Photo: Sean Kilpatrick The Canadian Press The Supreme Court of Canada ruled on Friday in a jurisdictional dispute between Ottawa and Quebec over the provision of child care by Indigenous communities.
The Supreme Court of Canada completely rejects Quebec's arguments and upholds the constitutionality of a federal law, in its entirety, which allows Indigenous communities to create their own version of the Protection Directorate youth (DPJ).
“The law represents significant progress in terms of reconciliation,” boast eight judges of the country’s highest court, in a unanimous 98-page judgment delivered Friday.
Even though children's services are, in general, a provincial jurisdiction, the Court ruled that the federal Parliament “clearly” has the right to delegate this jurisdiction when it concerns the First Peoples of the country.
This, because the Constitution Act of 1867 provides that the federal government has broad jurisdiction over what was called at the time “Indian quiddity”, which can be translated in contemporary terms as ” “indigenousness, that is to say Aboriginal people as Aboriginal people”, explains the highly anticipated judgment.
Quebec's lawyers had instead argued in Ottawa in December 2022 that the new federal law amounted to creating an indigenous “third order of government”, in addition to making Canada a “supervisory federalism” subservient to the provinces to Ottawa in some of their SKILLS. The judges of the highest court in the country reject this argument.
“Contrary to what the Attorney General of Quebec argues, the Canadian “constitutional architecture” is in no way shaken. »
The federal government passed the First Nations, Inuit and Métis Children, Youth and Families Act in 2019, under its bill name, C-92, which affirms in its preamble the “inherent right to self-government” of indigenous peoples in family matters. It also establishes national minimum standards for indigenous children’s services that the provinces must respect.
A law appreciated by judges
Ottawa thus wanted to respond to its commitments made within the framework of the Truth and Reconciliation Commission and the United Nations Declaration on the Rights of Indigenous Peoples (UNDRIP). Justices applaud federal “opening of Parliament.” They note his “innovative law” which combines like a “three-strand braid” international, national and indigenous legal norms.

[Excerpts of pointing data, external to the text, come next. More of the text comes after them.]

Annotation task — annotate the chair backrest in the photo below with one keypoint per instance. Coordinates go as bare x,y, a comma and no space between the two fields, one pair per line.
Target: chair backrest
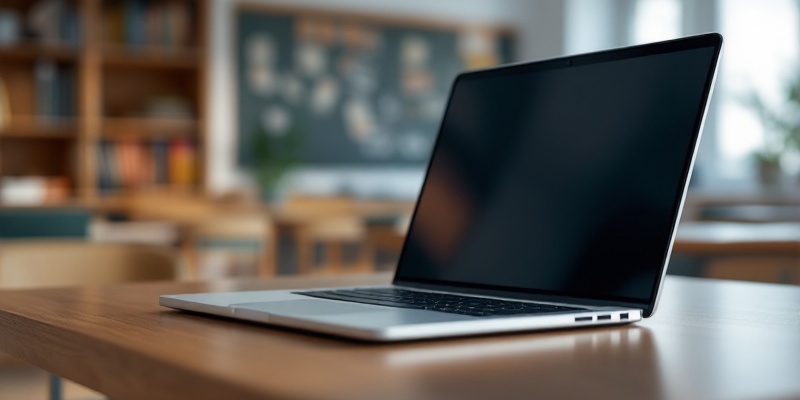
44,223
29,264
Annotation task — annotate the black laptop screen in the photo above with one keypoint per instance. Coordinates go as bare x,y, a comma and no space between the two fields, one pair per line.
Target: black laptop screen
562,177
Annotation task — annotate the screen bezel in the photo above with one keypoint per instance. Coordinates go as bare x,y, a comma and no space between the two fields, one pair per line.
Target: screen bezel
710,40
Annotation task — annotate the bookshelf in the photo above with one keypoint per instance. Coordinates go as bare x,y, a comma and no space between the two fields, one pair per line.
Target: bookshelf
103,97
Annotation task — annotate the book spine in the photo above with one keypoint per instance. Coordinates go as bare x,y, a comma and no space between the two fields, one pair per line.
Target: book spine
45,89
181,163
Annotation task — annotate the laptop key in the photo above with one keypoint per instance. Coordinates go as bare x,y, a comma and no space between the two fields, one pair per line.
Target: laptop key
456,304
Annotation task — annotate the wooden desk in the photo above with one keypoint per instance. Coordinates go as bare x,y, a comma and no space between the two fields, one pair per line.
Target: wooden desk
709,339
738,238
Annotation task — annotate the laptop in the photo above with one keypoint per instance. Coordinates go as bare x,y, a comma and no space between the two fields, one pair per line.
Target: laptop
551,200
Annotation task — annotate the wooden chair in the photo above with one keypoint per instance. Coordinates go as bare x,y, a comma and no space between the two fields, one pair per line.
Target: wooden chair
330,221
34,264
239,238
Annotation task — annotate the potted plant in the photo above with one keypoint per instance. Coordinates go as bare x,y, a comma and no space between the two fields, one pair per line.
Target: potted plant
275,154
782,133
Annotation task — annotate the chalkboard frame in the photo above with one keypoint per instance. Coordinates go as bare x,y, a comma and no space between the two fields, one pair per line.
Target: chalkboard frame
245,129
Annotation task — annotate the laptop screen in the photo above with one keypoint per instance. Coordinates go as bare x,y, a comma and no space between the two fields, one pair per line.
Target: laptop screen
563,177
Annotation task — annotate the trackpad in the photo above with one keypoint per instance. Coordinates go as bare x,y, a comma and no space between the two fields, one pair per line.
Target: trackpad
304,307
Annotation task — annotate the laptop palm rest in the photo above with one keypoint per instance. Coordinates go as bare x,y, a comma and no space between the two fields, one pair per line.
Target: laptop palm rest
356,315
304,307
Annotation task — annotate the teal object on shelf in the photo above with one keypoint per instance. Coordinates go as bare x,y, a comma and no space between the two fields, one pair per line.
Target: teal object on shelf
44,223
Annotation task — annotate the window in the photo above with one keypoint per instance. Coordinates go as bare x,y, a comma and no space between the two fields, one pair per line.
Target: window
655,20
760,54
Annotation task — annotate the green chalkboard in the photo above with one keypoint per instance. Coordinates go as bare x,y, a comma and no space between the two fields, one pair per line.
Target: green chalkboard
340,90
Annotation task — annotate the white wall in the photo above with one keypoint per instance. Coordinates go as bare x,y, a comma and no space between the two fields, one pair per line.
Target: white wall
541,34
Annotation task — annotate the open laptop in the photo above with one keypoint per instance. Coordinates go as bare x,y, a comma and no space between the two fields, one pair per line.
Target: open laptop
551,201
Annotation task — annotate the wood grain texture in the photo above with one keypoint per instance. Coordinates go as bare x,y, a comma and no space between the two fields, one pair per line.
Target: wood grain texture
709,339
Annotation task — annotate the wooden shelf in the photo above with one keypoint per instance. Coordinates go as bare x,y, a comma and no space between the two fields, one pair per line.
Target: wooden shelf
107,81
148,127
152,57
33,127
31,51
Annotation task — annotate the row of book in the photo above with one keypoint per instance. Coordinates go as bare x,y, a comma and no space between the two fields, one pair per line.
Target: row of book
139,23
55,90
135,164
54,21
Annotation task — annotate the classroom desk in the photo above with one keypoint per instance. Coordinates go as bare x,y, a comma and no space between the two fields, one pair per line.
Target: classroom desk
709,339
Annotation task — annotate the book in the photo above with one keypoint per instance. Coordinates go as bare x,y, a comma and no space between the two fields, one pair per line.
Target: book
182,161
5,105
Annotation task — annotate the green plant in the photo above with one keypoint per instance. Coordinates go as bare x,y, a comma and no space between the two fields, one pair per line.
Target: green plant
781,123
275,155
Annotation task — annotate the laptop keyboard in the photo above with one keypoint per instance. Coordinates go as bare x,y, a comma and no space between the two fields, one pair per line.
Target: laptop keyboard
449,303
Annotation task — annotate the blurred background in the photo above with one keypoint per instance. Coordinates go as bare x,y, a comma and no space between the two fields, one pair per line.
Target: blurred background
228,138
260,138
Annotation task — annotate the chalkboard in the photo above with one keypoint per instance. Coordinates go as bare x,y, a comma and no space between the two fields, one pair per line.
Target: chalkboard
333,89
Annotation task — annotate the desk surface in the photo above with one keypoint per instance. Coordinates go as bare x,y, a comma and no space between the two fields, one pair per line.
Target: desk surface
709,339
738,238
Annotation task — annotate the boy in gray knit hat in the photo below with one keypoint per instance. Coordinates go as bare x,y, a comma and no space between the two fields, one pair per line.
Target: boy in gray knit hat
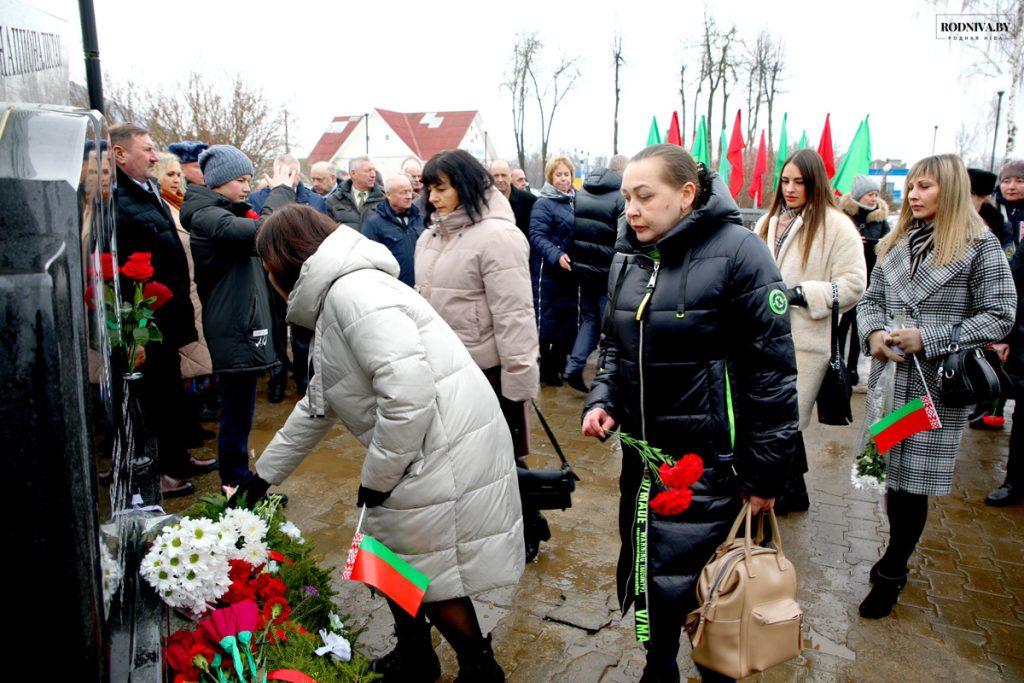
221,164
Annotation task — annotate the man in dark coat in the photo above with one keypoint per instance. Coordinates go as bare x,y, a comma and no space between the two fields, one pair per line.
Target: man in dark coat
397,223
598,207
301,338
144,224
352,200
231,284
698,358
521,201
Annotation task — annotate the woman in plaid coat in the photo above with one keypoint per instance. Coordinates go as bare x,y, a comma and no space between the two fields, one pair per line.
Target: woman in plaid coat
939,267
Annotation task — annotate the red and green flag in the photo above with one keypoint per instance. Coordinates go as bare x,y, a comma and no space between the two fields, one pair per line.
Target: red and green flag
918,416
371,562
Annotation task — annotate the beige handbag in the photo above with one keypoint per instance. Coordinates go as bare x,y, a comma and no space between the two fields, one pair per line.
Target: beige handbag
749,620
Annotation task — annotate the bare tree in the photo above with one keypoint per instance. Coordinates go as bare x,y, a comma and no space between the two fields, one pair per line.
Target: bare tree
1001,59
525,49
617,60
558,83
198,109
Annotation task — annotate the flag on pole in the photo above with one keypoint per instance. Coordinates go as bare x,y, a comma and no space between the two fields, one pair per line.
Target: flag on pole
724,168
736,158
371,562
674,136
699,148
760,168
825,148
857,159
918,416
783,153
653,136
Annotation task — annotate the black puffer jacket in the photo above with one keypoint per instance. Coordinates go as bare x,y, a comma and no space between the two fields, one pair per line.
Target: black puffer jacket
144,224
237,319
697,357
598,207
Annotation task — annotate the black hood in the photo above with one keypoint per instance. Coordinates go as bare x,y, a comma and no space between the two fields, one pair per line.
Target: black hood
719,210
602,181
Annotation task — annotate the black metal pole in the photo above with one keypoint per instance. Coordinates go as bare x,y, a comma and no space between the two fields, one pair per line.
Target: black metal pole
90,45
995,133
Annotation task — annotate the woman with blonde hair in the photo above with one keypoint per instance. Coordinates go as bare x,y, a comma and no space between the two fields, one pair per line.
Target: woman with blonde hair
820,255
941,279
554,287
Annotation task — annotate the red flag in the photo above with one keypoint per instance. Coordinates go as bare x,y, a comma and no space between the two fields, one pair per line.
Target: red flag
735,158
674,136
825,148
760,168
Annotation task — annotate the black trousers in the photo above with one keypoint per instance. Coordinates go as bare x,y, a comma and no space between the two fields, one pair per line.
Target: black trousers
907,514
166,408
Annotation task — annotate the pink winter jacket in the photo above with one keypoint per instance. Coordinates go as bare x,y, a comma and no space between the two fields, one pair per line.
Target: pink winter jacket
476,276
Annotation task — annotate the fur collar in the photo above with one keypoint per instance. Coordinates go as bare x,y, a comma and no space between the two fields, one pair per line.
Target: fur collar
850,208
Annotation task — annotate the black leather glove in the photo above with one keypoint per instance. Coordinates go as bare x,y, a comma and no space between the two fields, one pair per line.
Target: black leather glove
370,498
796,296
249,493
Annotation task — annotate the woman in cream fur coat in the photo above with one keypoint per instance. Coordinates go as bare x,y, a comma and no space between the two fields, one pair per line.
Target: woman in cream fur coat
814,245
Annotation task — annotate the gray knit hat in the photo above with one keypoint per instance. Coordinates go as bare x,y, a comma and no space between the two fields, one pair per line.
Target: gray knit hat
222,163
1012,169
861,185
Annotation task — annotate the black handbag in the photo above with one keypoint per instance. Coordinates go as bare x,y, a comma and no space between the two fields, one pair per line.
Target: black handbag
970,376
548,489
835,394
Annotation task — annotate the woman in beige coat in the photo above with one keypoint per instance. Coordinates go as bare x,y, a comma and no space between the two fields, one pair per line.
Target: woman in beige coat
816,247
472,264
438,478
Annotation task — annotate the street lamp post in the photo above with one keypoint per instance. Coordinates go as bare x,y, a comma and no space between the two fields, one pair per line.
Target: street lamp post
995,133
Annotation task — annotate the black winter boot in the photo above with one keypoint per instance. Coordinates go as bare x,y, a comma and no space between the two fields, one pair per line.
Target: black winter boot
883,596
412,660
477,665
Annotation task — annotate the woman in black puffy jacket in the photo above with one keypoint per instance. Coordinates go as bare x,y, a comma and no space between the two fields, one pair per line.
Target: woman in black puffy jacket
697,357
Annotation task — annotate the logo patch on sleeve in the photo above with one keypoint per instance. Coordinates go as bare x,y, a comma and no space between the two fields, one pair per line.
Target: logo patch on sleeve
778,302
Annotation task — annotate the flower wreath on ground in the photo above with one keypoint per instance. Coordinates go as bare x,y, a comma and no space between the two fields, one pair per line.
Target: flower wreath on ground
256,604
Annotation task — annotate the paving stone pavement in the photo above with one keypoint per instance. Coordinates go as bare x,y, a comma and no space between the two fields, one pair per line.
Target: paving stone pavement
961,617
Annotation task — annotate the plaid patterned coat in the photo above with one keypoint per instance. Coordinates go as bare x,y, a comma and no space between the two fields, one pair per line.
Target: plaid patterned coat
976,291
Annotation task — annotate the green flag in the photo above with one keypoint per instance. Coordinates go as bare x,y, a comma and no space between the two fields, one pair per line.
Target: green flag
856,161
699,148
653,137
783,153
724,167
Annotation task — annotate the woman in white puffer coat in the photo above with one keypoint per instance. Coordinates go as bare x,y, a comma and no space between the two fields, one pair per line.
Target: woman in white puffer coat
439,478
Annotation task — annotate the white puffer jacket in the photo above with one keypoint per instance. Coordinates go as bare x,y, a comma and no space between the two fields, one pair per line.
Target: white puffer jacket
397,377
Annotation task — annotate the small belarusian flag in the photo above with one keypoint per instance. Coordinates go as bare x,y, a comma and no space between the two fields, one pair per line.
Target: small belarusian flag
373,563
918,416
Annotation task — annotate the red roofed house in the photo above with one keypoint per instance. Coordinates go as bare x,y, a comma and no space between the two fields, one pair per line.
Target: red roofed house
394,137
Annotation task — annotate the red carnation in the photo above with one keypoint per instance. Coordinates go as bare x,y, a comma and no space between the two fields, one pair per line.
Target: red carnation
684,473
672,502
158,291
139,266
279,605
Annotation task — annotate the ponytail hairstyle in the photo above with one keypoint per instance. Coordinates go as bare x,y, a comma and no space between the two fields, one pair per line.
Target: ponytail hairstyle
678,168
819,198
956,223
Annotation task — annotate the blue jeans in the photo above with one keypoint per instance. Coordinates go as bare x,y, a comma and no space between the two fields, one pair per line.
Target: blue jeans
238,404
592,304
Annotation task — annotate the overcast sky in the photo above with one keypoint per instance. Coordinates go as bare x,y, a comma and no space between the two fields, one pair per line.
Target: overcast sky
875,56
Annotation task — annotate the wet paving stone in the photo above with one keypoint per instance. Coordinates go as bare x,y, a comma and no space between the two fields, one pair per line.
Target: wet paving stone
961,616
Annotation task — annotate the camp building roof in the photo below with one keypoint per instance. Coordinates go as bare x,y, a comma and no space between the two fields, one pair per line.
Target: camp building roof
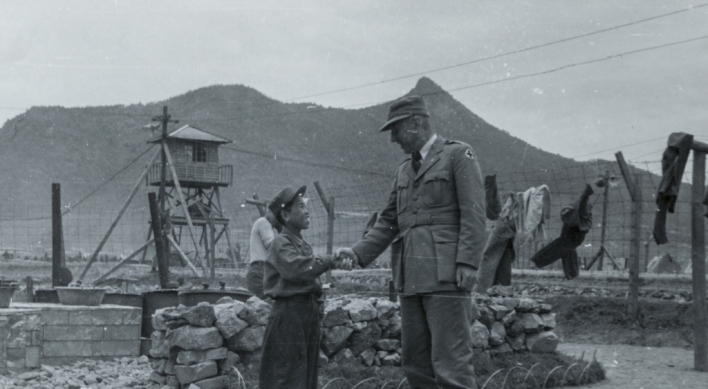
188,132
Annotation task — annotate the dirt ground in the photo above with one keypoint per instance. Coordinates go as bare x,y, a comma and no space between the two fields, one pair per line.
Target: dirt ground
655,352
642,367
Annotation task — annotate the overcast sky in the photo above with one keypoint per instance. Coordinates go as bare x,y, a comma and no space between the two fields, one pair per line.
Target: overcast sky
85,53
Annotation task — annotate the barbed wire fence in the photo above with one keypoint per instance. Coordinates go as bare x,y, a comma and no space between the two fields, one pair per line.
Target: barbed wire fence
25,230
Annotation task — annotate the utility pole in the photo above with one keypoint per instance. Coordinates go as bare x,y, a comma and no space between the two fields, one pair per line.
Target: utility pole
164,119
162,196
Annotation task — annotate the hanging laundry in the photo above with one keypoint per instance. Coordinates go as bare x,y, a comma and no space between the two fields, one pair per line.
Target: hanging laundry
536,204
673,162
492,197
499,253
522,217
577,221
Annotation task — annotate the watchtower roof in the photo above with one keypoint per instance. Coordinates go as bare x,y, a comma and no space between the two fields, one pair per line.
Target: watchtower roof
188,132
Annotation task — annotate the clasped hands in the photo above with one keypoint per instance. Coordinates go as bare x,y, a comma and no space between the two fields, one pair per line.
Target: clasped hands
345,258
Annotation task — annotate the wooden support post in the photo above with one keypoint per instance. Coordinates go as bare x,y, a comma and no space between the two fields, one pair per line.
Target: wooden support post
183,256
56,234
162,263
261,207
142,258
635,250
175,179
604,219
122,262
698,263
226,226
260,204
30,288
634,186
212,239
120,214
329,206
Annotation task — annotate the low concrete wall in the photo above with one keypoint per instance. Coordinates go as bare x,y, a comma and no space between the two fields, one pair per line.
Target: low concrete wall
55,334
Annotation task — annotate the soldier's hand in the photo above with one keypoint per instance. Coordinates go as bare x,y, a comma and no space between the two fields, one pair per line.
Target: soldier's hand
466,277
343,263
346,252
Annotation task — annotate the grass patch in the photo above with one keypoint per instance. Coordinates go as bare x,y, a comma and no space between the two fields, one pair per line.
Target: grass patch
525,370
522,370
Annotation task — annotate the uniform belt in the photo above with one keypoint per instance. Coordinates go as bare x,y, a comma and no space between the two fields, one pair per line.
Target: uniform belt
300,297
427,219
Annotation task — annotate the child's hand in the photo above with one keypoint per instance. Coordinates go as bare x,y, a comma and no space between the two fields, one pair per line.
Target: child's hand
343,262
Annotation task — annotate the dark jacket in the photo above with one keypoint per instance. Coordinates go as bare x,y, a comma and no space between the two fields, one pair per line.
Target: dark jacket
673,163
434,220
292,269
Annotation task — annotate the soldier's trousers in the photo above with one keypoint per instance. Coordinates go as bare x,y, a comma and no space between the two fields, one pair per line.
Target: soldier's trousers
436,340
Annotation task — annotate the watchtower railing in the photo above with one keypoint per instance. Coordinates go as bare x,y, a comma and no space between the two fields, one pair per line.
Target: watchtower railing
193,174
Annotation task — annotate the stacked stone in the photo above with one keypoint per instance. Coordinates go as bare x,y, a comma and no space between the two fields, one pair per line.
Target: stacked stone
503,325
199,346
363,330
368,331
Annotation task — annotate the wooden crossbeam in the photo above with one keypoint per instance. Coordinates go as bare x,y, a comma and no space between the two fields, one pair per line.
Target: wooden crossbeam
120,214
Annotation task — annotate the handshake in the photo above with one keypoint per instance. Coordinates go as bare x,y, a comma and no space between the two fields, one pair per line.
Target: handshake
345,259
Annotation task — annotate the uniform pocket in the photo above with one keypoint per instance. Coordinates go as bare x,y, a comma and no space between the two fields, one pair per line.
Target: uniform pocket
438,189
446,241
397,261
402,190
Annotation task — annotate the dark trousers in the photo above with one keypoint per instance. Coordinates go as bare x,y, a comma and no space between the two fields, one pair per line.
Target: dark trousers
562,248
254,279
436,340
291,345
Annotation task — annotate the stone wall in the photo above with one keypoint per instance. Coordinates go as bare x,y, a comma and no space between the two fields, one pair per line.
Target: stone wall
200,345
54,334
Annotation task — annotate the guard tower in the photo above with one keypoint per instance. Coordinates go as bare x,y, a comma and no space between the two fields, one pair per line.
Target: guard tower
193,199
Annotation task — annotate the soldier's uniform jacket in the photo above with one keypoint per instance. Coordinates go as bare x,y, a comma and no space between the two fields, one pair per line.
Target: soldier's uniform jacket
434,220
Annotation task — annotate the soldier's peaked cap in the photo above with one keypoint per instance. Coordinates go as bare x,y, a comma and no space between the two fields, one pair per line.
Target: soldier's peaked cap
285,197
405,108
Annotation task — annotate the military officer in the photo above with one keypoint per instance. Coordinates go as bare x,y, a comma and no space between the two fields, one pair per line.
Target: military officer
435,223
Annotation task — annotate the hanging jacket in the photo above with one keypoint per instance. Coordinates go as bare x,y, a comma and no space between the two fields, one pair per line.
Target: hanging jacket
536,209
499,253
492,197
673,163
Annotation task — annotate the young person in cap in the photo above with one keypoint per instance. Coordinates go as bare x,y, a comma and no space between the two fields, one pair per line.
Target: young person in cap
291,343
264,230
435,224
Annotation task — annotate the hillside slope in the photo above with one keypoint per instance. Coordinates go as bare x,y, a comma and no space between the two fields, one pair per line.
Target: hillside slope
83,147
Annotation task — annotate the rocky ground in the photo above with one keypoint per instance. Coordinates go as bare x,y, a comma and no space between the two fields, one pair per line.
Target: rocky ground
118,373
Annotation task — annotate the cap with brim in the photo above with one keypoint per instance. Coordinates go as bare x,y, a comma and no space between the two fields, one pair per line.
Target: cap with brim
405,108
285,197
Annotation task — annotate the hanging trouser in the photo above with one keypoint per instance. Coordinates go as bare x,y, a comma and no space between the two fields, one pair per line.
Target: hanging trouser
562,248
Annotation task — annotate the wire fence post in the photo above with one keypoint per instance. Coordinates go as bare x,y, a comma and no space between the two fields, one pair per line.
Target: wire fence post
57,234
634,186
329,206
698,258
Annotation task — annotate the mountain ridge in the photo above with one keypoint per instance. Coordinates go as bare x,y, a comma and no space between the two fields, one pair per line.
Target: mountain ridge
82,147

Quebec maintains on the contrary that this federal law risked undermining its own efforts at reconciliation with indigenous peoples, by proposing to short-circuit its own path to create indigenous DYPs. The Legault government has always said it agrees to adapt child services to indigenous cultures.
Most of the indigenous nations present in Quebec preferred the federal route of C-92 to what the Quebec government offered them.
In its judgment on Friday, the Supreme Court goes even further than the Quebec Court of Appeal, which invalidated two articles of federal law, which had the effect of forcing communities to negotiate with Quebec to create their own children's services. Armed with this Friday judgment, indigenous communities will be able to proceed with or without the approval of Quebec.
Reacting to the judgment in a press conference organized in an Ottawa hotel, where a group of children took place at the front, the Assembly of First Nations Quebec-Labrador (APNQL) welcomed the judgment of the Supreme Court, “which allows the writing of a new page in [its] history”.
“We have never ceded our rights or delegated to any government […] the care of our children. Today, this is what this judgment finally recognizes,” reacted chef Ghislain Picard, whose speech sparked applause from the public, who came from different communities and crowded into the cramped room.
Chief Picard estimates that around fifteen communities in Quebec were waiting for this judgment to create their own institutions. In passing, he criticizes Quebec's legal challenge, which slowed down child protection projects by four years, he believes.
“The principle of delegation of power is definitively buried [with this judgment]. We are facing a new context […] of cooperation and collaboration. […] It’s a new paradigm,” he says.
At his side, the leader of the Atikamekw community of Opitciwan, Jean-Claude Mequish, testified that he “encountered a lot of pitfalls, a lot of difficulties” in putting his own law on child services on track, due to resistance from the Quebec government. He accuses the province of having avoided three-way meetings on this project, where only the federal government would have presented itself.
The government of Quebec is also expected to react to the judgment during the day.